I am soon headed back to Newfoundland from Ottawa where I stopped for a while after leaving Guyana. I’m going through the journals I wrote in Guyana and trying to consider how I will perceive of possible connections between Newfoundland and Guyana when I’m writing from Newfoundland. The following excerpt is a piece I wrote about travel and some commonalities I noted (or think I noted) between Newfoundland and Guyana.
Like many Newfoundlanders, many Guyanese (except for those for emigrate/ immigrate) have never left their own country. This might have a lot to do with the fact that visas are often required for Guyanese to enter other countries (such as the US and Canada), but it doesn’t fully explain not going to Suriname, for example, the country just east of Guyana in South America. Though Guyanese do not require visas for Suriname, many Guyanese have not even gone to Suriname. At first glance, one might consider that a trip to Suriname, especially via plane, is prohibitive when one considers the Guyanese wage. The trip by road is long (somewhat quicker and more affordable than by air), and one could easily understand how economics could play into the fact that not many Guyanese have crossed this border. If one works full time, when would the opportunity arise to go to Suriname? It takes a full day to get there, a full day to get back. And, then, there is the cost of staying in Suriname and the higher prices of goods in Suriname. There is also the language barrier (or perceived language barrier) with Suriname operating in Dutch (though one can get by in English).
Perhaps travel is dictated a lot in Guyana by class. Those who have more money are more apt to travel, of course. People in the middle class do travel to Suriname to shop for a weekend or to get a break from Guyana, but I would say the majority of Guyanese who have remained in Guyana to live have never left Guyana. In fact, a lot of Guyanese have never even travelled within Guyana, a situation comparable to the many people I have spoken to in Newfoundland who have never left their island or who have never left their area of Newfoundland (many on the west coast of NL or in smaller rural areas have never ventured to ‘town,’ for instance, the city of St. John’s.)

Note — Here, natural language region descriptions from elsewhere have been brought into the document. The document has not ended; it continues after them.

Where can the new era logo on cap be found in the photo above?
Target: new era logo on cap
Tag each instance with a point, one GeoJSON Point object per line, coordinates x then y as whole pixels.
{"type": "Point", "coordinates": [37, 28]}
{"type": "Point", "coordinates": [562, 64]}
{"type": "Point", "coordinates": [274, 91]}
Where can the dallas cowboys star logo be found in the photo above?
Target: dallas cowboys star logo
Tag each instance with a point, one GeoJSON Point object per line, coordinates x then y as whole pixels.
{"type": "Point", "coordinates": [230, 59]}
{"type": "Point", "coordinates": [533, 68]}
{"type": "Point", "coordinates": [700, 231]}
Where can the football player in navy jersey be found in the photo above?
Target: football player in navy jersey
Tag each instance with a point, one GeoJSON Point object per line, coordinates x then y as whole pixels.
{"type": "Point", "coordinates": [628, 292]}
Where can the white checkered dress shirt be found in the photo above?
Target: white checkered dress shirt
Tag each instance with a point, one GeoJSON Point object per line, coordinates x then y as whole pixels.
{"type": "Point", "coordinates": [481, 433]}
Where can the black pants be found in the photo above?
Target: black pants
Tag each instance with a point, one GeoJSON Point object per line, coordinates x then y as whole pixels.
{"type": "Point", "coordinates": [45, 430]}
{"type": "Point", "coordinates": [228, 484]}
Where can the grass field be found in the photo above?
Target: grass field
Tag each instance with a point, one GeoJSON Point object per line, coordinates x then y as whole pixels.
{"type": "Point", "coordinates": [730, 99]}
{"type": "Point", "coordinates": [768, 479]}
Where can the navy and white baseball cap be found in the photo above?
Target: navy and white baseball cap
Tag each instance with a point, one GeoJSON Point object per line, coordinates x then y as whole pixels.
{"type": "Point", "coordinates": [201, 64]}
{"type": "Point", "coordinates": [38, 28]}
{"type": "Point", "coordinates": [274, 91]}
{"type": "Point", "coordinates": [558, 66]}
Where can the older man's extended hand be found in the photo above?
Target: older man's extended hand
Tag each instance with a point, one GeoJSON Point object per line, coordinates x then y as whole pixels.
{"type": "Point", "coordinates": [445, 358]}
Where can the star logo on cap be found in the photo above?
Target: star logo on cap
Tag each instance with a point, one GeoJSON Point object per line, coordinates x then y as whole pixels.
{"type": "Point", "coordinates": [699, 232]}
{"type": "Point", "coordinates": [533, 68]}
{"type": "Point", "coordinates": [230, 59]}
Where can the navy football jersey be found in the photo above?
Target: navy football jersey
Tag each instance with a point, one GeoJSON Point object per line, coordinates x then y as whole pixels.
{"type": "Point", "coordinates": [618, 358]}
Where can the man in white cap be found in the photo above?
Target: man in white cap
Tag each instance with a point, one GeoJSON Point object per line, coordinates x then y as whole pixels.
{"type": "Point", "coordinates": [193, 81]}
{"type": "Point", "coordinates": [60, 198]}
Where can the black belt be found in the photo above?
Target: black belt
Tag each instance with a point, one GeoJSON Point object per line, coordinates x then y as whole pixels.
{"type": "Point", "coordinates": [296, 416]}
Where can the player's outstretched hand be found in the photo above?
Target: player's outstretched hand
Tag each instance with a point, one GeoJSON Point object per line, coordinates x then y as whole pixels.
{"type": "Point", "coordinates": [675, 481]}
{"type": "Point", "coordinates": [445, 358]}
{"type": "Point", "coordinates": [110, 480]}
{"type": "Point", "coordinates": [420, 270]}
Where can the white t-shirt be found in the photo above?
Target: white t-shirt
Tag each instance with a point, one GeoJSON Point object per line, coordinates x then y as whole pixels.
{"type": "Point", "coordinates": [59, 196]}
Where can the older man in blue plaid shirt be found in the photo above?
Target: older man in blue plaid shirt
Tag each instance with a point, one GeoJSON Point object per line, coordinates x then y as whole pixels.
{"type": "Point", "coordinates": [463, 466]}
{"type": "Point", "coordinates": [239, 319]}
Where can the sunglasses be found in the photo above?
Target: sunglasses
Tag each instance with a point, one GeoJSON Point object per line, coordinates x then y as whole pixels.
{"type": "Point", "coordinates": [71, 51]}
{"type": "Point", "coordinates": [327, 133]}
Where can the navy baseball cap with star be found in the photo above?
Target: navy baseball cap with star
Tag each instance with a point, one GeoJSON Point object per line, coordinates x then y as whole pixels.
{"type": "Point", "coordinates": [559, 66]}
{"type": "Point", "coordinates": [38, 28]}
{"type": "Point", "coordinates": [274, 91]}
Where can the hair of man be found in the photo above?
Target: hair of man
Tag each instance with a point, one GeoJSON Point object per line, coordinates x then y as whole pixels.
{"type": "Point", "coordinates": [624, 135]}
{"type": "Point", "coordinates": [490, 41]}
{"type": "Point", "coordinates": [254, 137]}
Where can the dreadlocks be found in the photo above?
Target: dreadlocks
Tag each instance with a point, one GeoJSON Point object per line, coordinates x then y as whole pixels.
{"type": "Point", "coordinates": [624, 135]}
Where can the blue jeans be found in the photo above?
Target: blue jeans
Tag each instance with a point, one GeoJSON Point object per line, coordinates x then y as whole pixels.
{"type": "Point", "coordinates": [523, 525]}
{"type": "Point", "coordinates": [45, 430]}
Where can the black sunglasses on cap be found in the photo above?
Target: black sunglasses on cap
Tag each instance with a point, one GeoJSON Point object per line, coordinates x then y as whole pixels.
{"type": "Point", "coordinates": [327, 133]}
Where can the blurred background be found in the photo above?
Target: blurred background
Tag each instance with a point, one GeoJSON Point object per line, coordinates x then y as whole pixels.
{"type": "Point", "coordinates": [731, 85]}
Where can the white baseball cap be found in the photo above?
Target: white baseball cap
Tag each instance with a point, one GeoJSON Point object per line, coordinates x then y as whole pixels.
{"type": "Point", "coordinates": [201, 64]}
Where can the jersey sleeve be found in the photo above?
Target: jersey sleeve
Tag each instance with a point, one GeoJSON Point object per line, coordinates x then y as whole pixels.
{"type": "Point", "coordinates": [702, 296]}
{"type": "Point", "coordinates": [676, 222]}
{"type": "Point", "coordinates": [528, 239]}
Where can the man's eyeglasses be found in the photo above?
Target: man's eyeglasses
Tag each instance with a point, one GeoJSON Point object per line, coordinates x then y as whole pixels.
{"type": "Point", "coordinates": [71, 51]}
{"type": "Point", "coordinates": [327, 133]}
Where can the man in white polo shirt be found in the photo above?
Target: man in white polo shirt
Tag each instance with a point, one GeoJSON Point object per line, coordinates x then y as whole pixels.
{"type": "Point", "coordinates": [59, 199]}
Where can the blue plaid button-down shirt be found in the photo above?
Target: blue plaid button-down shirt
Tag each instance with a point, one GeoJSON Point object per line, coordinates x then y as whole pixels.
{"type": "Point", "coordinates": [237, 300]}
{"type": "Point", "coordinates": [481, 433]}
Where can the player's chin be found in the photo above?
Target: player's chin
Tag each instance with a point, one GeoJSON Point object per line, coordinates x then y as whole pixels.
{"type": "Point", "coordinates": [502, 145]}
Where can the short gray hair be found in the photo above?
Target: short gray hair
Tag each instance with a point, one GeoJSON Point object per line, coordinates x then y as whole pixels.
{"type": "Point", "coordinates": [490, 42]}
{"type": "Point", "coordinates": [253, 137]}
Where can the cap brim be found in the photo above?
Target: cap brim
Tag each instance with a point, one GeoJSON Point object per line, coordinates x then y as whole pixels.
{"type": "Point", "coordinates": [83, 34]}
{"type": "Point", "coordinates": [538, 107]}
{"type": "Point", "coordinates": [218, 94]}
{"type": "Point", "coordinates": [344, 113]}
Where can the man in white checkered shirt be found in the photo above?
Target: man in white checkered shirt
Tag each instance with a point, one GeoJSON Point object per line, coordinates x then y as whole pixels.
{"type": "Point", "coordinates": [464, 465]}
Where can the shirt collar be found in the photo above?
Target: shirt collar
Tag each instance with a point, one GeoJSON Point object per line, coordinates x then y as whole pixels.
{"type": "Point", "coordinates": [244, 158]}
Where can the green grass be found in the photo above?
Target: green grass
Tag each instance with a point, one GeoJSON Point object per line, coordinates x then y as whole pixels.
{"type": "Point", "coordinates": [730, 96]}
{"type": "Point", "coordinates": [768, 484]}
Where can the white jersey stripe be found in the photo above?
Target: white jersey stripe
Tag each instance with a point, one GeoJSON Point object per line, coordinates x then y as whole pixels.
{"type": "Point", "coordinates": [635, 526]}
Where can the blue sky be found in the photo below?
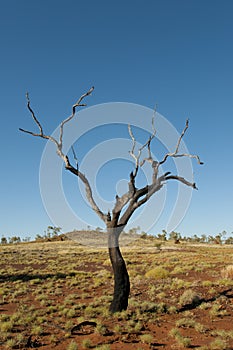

The reason for staying within Guyana could be said to be mostly economical, therefore. Yet there is also another consideration. The worlds of Newfoundland and Guyana are ‘cut off’ by geography and geopolitics (the need for visas and money to cross borders in the case of Guyana; the physical remoteness of the island, in the case of NL), and I think people do not grow up with the same goals or familiarity with travel as they do in other places. Thus, ‘travelling outside’ might not be a cultural value or goal. Many who would look at this in a pejorative way would deem both places to be insular, perhaps, perhaps even parochial. But I don’t look at it this way. I think such an understanding misses the nuances of realities and how the reality of economics and history play into things. If one does not grow up with travel and journey as an aim, different values are put in place. In both Newfoundland and Guyana, it seems that one strong value that emerges is the need to grow and adopt a careful role (a persona) within one’s own immediate community.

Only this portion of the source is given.